Reuben A. Garland, for plaintiff in error. John A. Boykin, solicitor-general, Durwood T. Pye, J. R. Parham, contra.
1. "The showing for continuance was complete, except that it failed to show that the same was not for delay, but to procure the attendance of the witness at the next term. This was material, and the court could well refuse the continuance for this reason." Boggess v. Lowrey, 78 Ga. 353.
2. "A showing for a continuance upon the ground of the absence of a witness, is insufficient if it omits to state that the application is not made for the purpose of delay [even though the accused, as shown by the record, testified that the witness was not absent by my consent directly or indirectly and I expect to have him here at the next term of this court]." Newsome v. State, 61 Ga. 481.

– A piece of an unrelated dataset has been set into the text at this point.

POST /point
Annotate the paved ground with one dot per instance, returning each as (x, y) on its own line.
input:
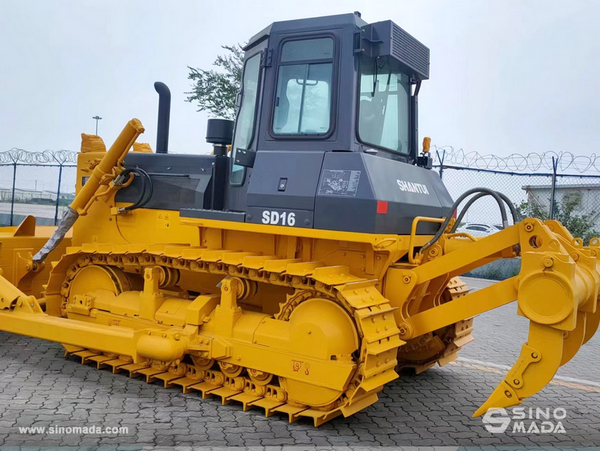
(40, 211)
(40, 388)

3. "While others might testify that the witness has been subpoenaed, and as to the materiality of his testimony, defendant alone can testify whether the witness is absent by his procurement or consent, or that the motion is not made for the purpose of delay only." Fogarty v. State, 80 Ga. 450 (1-a) ( 5 S.E. 782). There are some exceptions to this rule; to illustrate: Where the defendant is insane at the time of the motion. See Jarrett v. State, 41 Ga. App. 838 ( 155 S.E. 49).
4. Irrespective of the showing against the continuance of the case on the ground of an absent witness, as it unfolded on the hearing of the motion, the showing was insufficient, in that it was not shown that the application was not made for the purpose of delay only. Code, § 81-1410; Cobb v. State, 110 Ga. 314 ( 35 S.E. 178).
5. The evidence warranted the verdict, and there was no error in overruling the motion for a new trial.
Judgment affirmed. Broyles, C. J., and Gardner, J., concur.